Напуганно и доверчиво поворачивалось ко мне личико, такое маленькое, что, казалось, накрыл бы его своей тяжелой ладонью, как теплую птичку, однако нет же - сила в нем непостижимая и обезоруживает тебя, будто величайшее могущество. Такое лицо не стареет, и не умирает никогда, и будет жить в моей памяти вечно, а когда угаснет мое сознание, тогда останется память о памяти, и будет длиться это вечно, ведь так мне хочется, а известно, что воля человека - сильнее смерти и небытия.
Я готов был заплатить за это личико всеми сокровищами земли, доступными мне и недоступными, - поставлено оно предо мной, как всемогущество природы, дань же природе, оплачиваемая темной страстью, не греховна и не унизительна, если она озарена ореолом любовной жертвенности и очистительного покаяния.
Но слова раскаяния замирали на моих устах, как только я слышал ее тихий и в то же время настойчивый голос:
- Батько, когда же повезете меня куда-нибудь?
- Куда же тебя повезти, дитя мое?
- Разве я знаю? В Варшаву, а может, еще дальше!
- До Варшавы далеко.
- Тогда хотя бы в Киев.
- В Киев? Ох, не знаю, не знаю. Повезу тебя в Чигирин.
- В Чигирин? А что - Чигирин? Это же так близко, батько!
Она улучила минуту, когда мы были одни, и оказалась возле меня, прижималась ко мне своим гибким телом, окутывала меня шепотом, ластилась и соблазняла.

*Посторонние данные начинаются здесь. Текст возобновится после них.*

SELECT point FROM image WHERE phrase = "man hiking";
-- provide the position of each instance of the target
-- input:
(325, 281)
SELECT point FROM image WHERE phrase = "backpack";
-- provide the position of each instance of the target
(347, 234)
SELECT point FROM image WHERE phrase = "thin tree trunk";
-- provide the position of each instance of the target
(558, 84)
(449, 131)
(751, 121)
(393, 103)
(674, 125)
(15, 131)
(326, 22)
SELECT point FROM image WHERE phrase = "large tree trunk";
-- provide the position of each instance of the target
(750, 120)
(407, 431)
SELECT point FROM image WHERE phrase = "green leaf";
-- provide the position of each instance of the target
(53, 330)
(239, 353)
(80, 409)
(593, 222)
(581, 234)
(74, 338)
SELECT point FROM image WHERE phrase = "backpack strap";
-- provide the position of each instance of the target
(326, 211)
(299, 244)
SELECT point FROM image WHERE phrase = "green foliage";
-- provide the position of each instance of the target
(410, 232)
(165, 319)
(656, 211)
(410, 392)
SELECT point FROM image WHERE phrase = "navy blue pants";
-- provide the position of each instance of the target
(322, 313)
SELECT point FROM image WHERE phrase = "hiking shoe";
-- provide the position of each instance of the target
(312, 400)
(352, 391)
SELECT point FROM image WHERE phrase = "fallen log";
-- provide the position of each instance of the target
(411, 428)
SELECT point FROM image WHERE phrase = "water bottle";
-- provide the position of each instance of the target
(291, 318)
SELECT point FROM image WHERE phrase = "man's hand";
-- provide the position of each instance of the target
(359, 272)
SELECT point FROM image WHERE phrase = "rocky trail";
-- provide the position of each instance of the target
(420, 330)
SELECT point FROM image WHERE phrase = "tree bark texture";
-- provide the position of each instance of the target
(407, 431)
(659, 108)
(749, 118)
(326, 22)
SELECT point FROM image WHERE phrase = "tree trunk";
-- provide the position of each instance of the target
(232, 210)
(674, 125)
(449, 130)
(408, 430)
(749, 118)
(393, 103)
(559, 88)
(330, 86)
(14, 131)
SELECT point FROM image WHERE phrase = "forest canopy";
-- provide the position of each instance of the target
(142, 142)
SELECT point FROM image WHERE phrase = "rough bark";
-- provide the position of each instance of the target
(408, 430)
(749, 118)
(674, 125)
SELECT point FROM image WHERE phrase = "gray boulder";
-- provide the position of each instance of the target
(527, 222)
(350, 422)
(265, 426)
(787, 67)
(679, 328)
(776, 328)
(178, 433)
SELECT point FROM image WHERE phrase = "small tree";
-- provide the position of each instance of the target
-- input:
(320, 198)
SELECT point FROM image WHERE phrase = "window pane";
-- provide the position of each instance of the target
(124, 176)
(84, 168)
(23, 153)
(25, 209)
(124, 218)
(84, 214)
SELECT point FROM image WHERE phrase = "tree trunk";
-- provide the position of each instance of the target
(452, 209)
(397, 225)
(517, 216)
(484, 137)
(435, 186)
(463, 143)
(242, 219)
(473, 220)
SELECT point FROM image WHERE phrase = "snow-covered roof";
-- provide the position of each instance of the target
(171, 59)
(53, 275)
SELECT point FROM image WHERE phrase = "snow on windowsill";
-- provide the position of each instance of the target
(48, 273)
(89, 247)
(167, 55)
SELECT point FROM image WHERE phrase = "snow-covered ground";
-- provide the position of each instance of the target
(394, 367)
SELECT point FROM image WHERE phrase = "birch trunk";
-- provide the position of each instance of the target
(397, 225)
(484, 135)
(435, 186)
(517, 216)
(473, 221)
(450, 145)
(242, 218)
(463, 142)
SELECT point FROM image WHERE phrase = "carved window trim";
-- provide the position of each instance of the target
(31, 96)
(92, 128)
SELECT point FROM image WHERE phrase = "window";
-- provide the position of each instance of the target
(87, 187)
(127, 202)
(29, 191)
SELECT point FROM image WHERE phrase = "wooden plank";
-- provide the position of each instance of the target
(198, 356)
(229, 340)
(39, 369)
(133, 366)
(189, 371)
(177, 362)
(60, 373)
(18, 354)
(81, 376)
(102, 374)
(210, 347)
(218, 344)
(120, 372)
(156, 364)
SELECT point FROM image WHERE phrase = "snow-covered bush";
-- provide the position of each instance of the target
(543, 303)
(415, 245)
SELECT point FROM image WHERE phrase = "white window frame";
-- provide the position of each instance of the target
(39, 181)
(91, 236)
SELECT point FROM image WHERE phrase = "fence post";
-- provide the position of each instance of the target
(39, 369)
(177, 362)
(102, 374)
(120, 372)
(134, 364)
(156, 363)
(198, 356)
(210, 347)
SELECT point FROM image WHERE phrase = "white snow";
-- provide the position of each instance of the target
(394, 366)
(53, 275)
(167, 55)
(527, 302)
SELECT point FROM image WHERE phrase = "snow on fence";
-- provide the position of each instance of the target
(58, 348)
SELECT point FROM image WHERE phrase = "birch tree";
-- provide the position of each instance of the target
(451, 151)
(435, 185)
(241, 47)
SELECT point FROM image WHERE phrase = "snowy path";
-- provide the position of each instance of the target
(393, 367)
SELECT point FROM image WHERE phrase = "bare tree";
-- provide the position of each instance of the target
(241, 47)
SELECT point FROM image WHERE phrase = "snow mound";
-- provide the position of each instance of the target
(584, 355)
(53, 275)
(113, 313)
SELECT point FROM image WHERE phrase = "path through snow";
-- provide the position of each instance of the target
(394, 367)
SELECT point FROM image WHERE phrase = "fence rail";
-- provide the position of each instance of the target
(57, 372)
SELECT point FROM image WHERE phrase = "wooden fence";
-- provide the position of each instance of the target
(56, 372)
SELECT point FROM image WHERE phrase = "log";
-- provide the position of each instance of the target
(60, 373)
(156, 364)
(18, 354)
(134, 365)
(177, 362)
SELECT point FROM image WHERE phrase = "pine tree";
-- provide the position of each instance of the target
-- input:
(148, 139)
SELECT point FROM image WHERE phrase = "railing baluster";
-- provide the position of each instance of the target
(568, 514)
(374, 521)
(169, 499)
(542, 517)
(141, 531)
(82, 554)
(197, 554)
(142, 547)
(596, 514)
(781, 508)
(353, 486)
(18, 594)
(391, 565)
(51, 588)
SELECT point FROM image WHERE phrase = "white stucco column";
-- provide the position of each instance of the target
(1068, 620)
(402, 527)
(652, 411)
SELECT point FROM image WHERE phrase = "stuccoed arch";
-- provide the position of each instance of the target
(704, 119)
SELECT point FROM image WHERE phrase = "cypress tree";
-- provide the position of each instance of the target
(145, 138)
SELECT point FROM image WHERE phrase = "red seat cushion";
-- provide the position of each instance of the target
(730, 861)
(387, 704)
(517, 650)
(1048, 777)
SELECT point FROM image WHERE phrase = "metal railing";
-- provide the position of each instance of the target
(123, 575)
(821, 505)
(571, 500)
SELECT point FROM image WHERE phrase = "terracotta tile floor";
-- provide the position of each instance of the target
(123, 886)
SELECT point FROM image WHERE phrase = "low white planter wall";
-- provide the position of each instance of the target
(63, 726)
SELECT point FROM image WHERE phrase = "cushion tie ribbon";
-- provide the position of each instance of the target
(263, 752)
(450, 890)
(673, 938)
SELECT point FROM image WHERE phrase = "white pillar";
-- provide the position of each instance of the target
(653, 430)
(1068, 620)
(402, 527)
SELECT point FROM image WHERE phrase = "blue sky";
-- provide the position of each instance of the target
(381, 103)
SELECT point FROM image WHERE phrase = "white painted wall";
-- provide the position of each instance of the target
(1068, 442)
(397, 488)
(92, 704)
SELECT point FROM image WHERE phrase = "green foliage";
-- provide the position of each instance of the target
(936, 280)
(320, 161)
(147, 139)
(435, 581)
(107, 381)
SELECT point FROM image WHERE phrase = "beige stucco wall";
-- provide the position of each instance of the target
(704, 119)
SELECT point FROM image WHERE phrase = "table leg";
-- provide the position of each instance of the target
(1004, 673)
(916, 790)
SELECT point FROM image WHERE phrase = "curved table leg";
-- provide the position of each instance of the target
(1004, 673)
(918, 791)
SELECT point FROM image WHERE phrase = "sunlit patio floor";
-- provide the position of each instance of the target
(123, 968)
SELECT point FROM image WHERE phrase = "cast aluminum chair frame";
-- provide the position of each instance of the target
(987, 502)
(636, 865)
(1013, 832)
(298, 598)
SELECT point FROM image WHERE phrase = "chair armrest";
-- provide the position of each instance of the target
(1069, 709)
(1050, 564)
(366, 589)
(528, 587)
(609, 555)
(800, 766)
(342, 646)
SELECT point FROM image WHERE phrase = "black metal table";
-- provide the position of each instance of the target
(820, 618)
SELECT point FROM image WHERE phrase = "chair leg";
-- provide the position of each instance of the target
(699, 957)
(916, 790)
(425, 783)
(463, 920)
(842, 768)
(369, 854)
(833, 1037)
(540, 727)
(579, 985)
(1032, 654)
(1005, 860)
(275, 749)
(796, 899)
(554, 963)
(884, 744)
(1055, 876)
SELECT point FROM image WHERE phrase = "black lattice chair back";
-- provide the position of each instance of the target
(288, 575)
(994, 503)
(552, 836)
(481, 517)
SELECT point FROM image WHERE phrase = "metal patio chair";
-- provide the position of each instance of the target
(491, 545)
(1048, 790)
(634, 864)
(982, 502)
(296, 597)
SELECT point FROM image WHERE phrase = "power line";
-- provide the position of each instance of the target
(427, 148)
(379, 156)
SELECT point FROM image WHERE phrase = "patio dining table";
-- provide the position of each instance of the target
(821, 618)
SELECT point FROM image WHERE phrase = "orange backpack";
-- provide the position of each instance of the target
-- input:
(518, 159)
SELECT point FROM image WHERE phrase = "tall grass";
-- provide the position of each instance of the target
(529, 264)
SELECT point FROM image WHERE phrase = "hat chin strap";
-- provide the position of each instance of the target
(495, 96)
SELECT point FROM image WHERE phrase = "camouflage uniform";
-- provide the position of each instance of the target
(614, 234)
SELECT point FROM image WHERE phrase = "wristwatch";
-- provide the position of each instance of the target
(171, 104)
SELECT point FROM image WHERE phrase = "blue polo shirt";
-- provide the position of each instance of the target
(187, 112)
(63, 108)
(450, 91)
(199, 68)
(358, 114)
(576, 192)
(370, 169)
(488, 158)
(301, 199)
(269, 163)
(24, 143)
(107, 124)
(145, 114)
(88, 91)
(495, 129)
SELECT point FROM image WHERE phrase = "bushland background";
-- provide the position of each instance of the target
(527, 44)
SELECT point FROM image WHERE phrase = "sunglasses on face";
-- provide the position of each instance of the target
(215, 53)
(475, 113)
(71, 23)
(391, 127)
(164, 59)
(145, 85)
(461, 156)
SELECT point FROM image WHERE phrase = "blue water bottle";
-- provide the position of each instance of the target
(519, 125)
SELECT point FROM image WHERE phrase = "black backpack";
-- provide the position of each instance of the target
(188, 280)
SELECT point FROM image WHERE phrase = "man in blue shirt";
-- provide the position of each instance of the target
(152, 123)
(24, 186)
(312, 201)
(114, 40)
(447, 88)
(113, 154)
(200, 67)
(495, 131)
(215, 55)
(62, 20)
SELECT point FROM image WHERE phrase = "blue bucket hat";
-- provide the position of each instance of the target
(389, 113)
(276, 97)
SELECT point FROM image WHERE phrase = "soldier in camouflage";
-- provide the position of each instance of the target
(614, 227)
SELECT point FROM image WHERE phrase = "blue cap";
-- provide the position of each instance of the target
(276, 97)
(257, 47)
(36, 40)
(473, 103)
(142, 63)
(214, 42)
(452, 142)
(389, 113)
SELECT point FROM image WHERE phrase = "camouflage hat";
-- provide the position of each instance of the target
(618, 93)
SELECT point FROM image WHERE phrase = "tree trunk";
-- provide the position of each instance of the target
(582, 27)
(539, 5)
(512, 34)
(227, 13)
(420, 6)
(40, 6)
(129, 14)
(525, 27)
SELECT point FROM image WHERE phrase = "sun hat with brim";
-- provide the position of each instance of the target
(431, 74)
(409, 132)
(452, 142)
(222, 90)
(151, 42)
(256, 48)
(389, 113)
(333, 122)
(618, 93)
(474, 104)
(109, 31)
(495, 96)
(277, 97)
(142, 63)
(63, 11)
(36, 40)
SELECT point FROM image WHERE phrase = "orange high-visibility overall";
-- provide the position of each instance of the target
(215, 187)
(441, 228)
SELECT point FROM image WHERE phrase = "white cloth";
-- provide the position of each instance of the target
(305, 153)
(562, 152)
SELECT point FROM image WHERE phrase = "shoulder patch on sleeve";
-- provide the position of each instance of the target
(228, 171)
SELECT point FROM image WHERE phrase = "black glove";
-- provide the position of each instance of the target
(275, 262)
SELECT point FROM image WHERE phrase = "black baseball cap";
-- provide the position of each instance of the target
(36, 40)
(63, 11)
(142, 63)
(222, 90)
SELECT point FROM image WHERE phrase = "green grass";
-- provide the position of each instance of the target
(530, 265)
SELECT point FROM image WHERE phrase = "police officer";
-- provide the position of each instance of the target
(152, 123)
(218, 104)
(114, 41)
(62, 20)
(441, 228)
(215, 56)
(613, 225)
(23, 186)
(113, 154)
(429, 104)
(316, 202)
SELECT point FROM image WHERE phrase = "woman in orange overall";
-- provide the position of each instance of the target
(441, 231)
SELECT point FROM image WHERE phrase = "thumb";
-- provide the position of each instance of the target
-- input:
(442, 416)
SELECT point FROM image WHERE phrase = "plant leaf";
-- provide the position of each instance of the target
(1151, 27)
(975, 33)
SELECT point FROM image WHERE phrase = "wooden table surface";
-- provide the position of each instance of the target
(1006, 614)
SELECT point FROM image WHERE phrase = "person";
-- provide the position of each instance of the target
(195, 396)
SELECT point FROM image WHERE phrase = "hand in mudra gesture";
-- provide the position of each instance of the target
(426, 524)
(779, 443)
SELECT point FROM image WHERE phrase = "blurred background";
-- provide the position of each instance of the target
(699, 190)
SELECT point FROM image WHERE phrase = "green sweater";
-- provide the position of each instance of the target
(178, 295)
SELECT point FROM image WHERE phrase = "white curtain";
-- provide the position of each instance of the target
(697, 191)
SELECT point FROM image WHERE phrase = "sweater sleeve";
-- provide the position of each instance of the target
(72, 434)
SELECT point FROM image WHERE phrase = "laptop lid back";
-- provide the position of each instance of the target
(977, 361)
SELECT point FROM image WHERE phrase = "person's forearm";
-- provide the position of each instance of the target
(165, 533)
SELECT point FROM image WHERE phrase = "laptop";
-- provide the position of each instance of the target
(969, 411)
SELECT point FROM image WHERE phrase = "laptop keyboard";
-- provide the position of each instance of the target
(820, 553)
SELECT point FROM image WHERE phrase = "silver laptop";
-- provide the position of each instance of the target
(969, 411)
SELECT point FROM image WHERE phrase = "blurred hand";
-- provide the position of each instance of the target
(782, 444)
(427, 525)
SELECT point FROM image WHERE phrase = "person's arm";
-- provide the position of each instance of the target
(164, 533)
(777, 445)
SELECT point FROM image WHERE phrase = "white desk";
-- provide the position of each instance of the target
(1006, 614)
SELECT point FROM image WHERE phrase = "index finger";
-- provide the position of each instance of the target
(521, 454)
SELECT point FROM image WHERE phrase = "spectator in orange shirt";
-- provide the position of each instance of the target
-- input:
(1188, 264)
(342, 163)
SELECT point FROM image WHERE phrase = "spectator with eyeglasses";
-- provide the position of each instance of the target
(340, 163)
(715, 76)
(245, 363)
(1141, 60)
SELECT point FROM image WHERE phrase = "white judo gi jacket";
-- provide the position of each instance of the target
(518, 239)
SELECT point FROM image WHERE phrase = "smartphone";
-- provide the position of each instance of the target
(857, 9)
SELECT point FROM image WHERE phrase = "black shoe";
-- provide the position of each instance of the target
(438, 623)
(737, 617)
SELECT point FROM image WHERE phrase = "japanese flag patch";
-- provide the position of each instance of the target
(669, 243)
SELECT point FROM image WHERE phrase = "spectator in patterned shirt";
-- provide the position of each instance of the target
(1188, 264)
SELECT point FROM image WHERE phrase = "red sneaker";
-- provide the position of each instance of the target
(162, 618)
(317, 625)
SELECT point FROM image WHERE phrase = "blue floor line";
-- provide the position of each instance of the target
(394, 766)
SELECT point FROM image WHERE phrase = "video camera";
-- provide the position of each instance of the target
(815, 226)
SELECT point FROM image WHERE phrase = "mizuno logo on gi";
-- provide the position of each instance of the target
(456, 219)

- Батько, повезите, я так уже истомилась...
- Чигирин, - прошептал я ей. - Чигирин, Матронка милая...
Может, она и соглашалась, а может, хотела от меня чего-то невиданного, потому что обняла своими тонкими руками мою твердую шею и попросила изнеможенно и бессильно:
- Поцелуйте меня, батько.
И, не расправляя свои обвислые усы, не умея избавиться от мрачной тяжести, я поцеловал ее в молодые уста и не мог оторваться от нее, когда же оторвался, увидел в отблесках пламени таинственную улыбку на ее лице. Что она обещала миру и мне? Что таилось в этой улыбке?